Anam Feroz, Terraforma: A Critical Study of the Impact of Indus WaterTreaty on the Ecosystem of Indus Basin through the Lens of Pakistani Literature

Abstract:

This article highlights how Pakistani authors are
responding to the importance of preservation of natural paths of water, exploring how these paths have been affected by water distribution treatises and how it causes the suffering of both human and nonhuman parts of the ecosystem. Although the loss was mutual, the loss of humans remained at the center of discussion and they were
the ones getting compensation and alternative habitats while nonhumans remained in the background. Pakistani writers are not only foregrounding the misery of nonhumans but also extrapolating the consequences for human beings. They are arguing that the interdependency of the human and nonhuman parts of the ecosystem has made the negative consequences seep through the human lives too, thus making it a mutual concern. However,  the anthropocentric ideology never allowed humans to take serious actions to preserve what is left and to mitigate the damage already done. Water has been the center of environmental debates since the commencement of a wave of environmental awareness in the eighteenth century (Mascarenhas 2007; White et al 2010; Vanderwarker 2012; Schaider et al 2019). This article is going to focus only on the Indus Water Treaty (1962) which divided the river waters between two nation-states India and Pakistan, thus causing a great havoc to the ecosystem of region Punjab where all these rivers flow.
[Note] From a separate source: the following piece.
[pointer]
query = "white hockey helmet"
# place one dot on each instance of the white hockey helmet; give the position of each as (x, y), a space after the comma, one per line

I chose the novel Pani
Mar Raha Hai (Water is Dying 2018) by Amna Mufti, which is a magical realist novel based on the impact of the Indus Water Treaty on the drying riverbed of Beas and humans indifference towards nonhuman victims of the
deteriorating ecosystem. Drawing upon the idea of Anthropocene Age and the Great Acceleration by Paul 
Crutzen, Will Stiffen and John McNeill, I use the term ‘terraforma’ as used by Joseph Masco to elaborate the human desire to bring geomorphic changes, and his term ‘fallout’ to explicate the role of Indus Water Treaty as ‘an unexpected supplement’ to apocalyptic environmental crisis ‘that is in motion, causing a kind of long-term and unexpected damage’.